NOTE IV. CONSEIL EXTRAORDINAIRE DE FINANCES TENU LE 24 OCTOBRE 1715 POUR L'INSTITUTION DE LA BANQUE DE LAW.

Les détails du conseil de finances mentionnés par Saint-Simon se trouvent dans les papiers du duc de Noailles [58] . Les membres ordinaires du conseil des finances étaient le duc d'Orléans; le maréchal de Villeroy, chef du conseil; le duc de Noailles, président; le marquis d'Effiat, vice-président; Le Pelletier des Forts, Rouillé du Coudray, Le Fèvre d'Ormesson, Gilbert de Voisins, de Gaumont. Taschereau de Baudry, Dodun, conseillers: Lefèvre et de La Blinière, secrétaires. Outre ces membres ordinaires du conseil, le régent appela à celui du 24 octobre MM. Pelletier [59] , Amelot, Bignon, d'Argenson, conseillers d'État; Le Blanc et de Saint-Contest, maîtres des requêtes, et d'Aguesseau, procureur général. Voici le procès-verbal de cette séance, dans laquelle le système de Law se produisit pour la première fois en public, et fut apprécié par des hommes d'État :

« M. Fagon [60] a proposé le projet du sieur Lass d'établir une banque à Paris. Il en a exposé la nature et la constitution; il a fait voir d'un côté tous les avantages, et de l'autre tous les inconvénients, par objections et par réponses.

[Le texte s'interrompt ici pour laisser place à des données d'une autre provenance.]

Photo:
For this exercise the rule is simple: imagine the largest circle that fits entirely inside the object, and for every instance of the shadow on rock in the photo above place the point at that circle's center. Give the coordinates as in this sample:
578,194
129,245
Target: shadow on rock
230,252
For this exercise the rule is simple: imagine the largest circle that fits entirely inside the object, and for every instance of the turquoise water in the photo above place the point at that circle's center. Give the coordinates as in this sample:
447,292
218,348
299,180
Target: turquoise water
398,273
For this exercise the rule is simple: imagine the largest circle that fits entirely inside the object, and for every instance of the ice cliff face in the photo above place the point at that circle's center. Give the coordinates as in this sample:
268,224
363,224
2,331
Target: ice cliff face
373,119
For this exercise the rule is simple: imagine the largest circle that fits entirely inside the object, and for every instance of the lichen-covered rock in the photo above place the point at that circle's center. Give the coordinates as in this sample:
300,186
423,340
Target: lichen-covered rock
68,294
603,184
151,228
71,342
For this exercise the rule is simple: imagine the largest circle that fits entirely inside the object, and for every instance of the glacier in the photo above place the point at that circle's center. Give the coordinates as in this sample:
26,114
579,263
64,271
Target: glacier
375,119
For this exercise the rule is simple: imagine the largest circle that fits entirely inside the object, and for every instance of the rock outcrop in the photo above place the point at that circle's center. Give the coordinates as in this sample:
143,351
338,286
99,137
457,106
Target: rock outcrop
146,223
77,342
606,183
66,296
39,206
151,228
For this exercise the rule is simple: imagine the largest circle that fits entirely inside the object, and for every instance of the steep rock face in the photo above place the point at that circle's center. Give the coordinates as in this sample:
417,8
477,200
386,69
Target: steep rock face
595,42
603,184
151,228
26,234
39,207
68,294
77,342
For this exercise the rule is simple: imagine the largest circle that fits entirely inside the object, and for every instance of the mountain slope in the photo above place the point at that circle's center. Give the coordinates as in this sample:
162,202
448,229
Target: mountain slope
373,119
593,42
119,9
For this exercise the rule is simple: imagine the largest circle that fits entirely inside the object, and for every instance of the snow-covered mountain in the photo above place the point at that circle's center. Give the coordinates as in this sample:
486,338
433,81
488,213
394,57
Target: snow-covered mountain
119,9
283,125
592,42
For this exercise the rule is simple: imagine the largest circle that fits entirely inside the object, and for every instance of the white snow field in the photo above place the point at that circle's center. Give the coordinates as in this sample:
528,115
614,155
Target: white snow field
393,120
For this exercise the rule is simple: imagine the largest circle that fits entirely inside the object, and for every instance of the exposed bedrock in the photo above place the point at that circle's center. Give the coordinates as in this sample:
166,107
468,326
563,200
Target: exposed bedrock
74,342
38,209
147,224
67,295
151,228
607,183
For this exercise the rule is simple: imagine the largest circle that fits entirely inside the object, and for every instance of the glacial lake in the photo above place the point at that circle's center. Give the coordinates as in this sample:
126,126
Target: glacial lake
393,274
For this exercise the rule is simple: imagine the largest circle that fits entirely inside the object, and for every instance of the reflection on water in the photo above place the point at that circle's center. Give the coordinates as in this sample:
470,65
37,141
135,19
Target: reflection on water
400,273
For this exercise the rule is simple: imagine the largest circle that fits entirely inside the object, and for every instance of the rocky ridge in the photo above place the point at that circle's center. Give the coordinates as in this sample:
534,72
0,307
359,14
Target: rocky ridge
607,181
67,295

« L'idée de cette banque est de faire porter tous les revenus du roi à la banque; de donner aux receveurs généraux et fermiers des billets de dix écus, cent écus et mille écus, poids et titres de ce jour, qui seront nommés billets de banque; lesquels billets seront portés ensuite par lesdits receveurs et fermiers au trésor royal, qui leur expédiera dos quittances comptables. Tous ceux à qui il est dû par le roi ne recevront au trésor royal que des billets de banque, dont ils pourront aller sur-le-champ recevoir la valeur a la banque, sans que personne soit tenue ni de les garder, ni de les recevoir dans le commerce. Mais le sieur Lass prétend que l'utilité en sera telle que tout le monde sera charmé d'avoir des billets de banque plutôt que de l'argent, par la facilité qu'on aura à faire les payements en papier, et par l'assurance d'en recevoir le payement toutes les fois que l'on voudra. Il ajoute qu'il sera impossible qu'il puisse jamais y avoir plus de billets que d'argent, parce qu'on ne fera de billets qu'au prorata de l'argent, et que par ce moyen on évitera les frais de remise, le danger des voitures, la multiplicité des commis, etc.

« Son Altesse Royale a jugé à propos d'entendre sur ce sujet des négociants et banquiers qu'elle a fait entrer pour avoir leurs avis. Ces négociants étant entrés au nombre de treize avec le sieur Lass, ils se sont expliqués et ont proposé trois avis:

« Le premier, que l'établissement de la banque serait utile dès à présent. — Fénelon, Tourton, Guygner et Pion.

« Le second, que cet établissement pouvait être utile dans un autre temps que celui-ci, mais qu'il serait nuisible dans la conjoncture présente. — Auisson.

« Le troisième, que cela devait être entièrement rejeté. — Bernard, Heusch, Moras, Le Couteux et quatre autres.

« Ces négociants retirés, Son Altesse Royale a pris les voix.

« Le Pelletier (de La Houssaye) a été d'avis d'établir la banque en donnant quelque profit sur les billets pour les accréditer; mais il a ajouté que la conjoncture n'était pas propre, et qu'il fallait attendre.

« Dodun [61] croit la banque bonne sans donner un profit aux billets, parce que cela chargerait l'État; mais qu'il faut attendre que la confiance dans le gouvernement soit rétablie.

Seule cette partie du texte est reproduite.